33. In the case of Peters v. Tilly (1886) L.R., 11 P. & D., 845, the witness who could speak to the second will had been out of the country for many years, and his whereabouts having been ascertained the Court gave liberty for taking his evidence; at the same time it ordered that the proceedings instituted for the establishment of the second will should be stayed, till the applicant's costs in the previous case had been paid.
34. That was a totally different case to the present. In the case before me, I am of opinion on the whole of the evidence which was before me and which I am bound to take into consideration that Roma Nath Addy was not only a witness to the case and privy to the proceedings and cognisant of all that was taking place, but that he was closely associated with the caveators. To use the words of Sir John Nicoll he was substantially a party to that suit quite as much as if he had actually appeared a spectator to the whole and privy to the whole. If he had been dissatisfied he might have intervened at any moment of the proceedings.' The case was decided on the evidence of the witnesses care-fully tested by cross-examination, and I found in favour of the will. It seems to me it would be lamentable to allow the whole matter to be reopened. It would not only be a gross abuse of the process of the Court, but would turn it into an engine of oppression and be a means of harassment to innocent persons.
35. On these grounds I think that I am not justified in making an order directing what it would really amount to, a revocation of the order for the grant of probate.

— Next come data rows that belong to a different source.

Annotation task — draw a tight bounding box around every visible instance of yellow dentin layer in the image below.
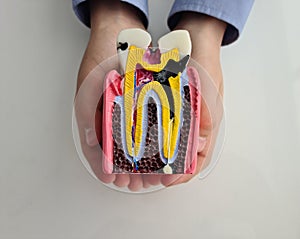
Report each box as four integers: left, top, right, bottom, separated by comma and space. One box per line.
123, 46, 181, 158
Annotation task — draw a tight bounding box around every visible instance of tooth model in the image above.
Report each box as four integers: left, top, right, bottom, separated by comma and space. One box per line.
102, 29, 201, 174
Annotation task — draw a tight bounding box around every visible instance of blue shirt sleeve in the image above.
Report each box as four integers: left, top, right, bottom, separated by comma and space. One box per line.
72, 0, 254, 45
168, 0, 255, 45
72, 0, 149, 28
72, 0, 90, 27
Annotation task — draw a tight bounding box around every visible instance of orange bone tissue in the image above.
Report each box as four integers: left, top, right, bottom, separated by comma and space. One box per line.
102, 29, 201, 174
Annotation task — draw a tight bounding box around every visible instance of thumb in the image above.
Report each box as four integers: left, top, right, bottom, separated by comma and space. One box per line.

36. However, and in order to avoid the least semblance of grievance, I am, willing to do this.
37. Holding that Roma Nath Addy was privy to the previous proceedings and fully cognisant of them, if he in the course of a week pays to the plaintiff all the costs both of the former proceedings, and of the present proceedings upon his application up to date to be taxed on scale 2, and gives security within the same period for further costs to the satisfaction of the Registrar, this case will be set down for hearing on Wednesday next, and will be taken up at the stage at which it stopped. In other words I will allow the cross-examination of the attorney to be concluded, and the witnesses mentioned in Roma Nath's affidavit, and no more, to be examined.
38. If those costs are not paid within the week and security given as aforesaid the caveat will stand discharged and probate will issue immediately.
39. The plaintiff's bill can be submitted to the taxing officer at once, and I direct that the taxation of it shall have precedence over other bills.